Life is a process of continually reordering priorities.

We all have the right to be wrong and be loved just the same.

To insist that I am not forgiven is a kind of inverse arrogance.

Before I can accept someone's help, I must accept their presence.

I'm afraid my glass is no longer half full because I drank most of it.

How much more comfortable it is to say 'Yes, and...' than 'Yes, but...'.

Years ago I heard the Indian Jesuit Raimundo Panikkar say: Expect Nothing.

Ideals are great as long as they don't get in the way of what we want to do.

I feel that the only true security I have is my capacity, however limited, to love.

I think that an act of love is immortal; once tendered, it can never really be taken back.

How frustrating it is to be out-argued by someone you know is dead wrong but is more eloquent.

Until we can sense a sacred quality in time we will not begin to have a fuller understanding of it.

How unfortunate it is to be constrained by what people might say at our funeral or on our gravestone.

The man who says that he does not deserve his wife is probably right, but not for the reasons he thinks.

One of the small consolations of old age, if you are lucky, can be at least a partial recovery of innocence.

On the whole I feel that life has treated me rather well, but I sometimes wonder how well have I treated life.

I see a good marriage as being like two tall trees growing beside each other, each nourishing the grace of the other.

It is said that in life we must play with the cards we are dealt, but too often I have kept those cards too close to my chest.

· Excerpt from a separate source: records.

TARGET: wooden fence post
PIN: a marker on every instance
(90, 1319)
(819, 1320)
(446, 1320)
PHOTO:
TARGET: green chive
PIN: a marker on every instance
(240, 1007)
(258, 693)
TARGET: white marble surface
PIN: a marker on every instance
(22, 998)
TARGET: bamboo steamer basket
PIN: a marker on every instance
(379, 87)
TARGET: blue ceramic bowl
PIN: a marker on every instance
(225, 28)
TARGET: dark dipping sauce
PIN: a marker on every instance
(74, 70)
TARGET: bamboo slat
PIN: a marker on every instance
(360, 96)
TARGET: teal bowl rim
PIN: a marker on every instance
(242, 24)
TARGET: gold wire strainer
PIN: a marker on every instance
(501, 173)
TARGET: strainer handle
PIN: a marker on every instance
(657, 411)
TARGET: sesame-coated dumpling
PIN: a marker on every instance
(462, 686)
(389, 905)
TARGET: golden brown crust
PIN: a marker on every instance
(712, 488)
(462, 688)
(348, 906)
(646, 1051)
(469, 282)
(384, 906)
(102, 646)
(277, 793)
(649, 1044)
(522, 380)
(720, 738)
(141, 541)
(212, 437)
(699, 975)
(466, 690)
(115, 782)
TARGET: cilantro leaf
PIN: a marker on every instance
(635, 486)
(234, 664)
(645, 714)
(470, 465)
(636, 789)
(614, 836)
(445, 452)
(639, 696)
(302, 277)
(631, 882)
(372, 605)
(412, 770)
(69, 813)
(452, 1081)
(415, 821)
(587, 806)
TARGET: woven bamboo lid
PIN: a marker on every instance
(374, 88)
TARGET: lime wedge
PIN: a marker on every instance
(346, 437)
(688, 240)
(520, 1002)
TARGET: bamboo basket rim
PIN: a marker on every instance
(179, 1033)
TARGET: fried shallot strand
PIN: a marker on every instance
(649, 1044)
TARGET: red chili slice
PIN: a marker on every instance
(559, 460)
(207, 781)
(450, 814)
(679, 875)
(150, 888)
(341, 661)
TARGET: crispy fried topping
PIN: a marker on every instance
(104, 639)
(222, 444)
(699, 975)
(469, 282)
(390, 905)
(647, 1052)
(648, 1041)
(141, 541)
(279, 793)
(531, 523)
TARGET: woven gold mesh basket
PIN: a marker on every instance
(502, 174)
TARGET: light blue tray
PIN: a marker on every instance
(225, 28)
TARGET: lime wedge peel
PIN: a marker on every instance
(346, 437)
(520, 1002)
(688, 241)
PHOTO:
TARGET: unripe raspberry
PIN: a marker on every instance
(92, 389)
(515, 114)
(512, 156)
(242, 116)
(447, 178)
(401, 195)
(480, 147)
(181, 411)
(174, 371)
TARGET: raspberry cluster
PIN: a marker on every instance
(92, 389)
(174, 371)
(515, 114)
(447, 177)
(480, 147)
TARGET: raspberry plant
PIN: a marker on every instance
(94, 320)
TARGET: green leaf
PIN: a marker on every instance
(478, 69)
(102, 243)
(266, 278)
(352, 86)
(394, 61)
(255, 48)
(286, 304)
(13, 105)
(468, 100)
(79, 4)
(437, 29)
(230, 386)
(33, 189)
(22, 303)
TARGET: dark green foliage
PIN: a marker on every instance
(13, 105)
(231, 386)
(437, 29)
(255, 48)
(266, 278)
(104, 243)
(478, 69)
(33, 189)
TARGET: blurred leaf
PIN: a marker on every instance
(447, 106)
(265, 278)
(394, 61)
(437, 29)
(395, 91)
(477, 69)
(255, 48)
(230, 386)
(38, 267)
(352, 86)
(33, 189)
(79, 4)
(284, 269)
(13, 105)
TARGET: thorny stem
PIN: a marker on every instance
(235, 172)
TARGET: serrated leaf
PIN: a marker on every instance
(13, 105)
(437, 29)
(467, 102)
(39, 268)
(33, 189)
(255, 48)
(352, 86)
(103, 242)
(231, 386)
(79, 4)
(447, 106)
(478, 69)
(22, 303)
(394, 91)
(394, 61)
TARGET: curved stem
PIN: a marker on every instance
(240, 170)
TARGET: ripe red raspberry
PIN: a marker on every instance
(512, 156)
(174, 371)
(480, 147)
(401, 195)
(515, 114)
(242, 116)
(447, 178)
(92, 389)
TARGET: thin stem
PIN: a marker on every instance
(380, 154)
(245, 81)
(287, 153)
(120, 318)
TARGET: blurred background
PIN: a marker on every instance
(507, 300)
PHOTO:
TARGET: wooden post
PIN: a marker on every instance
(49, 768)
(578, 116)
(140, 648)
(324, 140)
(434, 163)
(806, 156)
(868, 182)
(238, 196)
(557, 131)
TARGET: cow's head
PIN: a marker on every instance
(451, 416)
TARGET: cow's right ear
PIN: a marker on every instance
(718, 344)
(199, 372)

If there were no nobodies, The somebodies would not have anybody, To convince that they were somebody, Except some other somebody, Who would not be convinced anyway.

How often have I tried just hard enough so that I can then say to myself that I tried with the real purpose of assuaging my guilt about something I did not wish to succeed in the first place?

Everything I do or say will be forgotten in a few short years. Yet how amazing and wonderful it is that somehow I still care, just simply care about whatever I do, and will probably do so until my dying moment.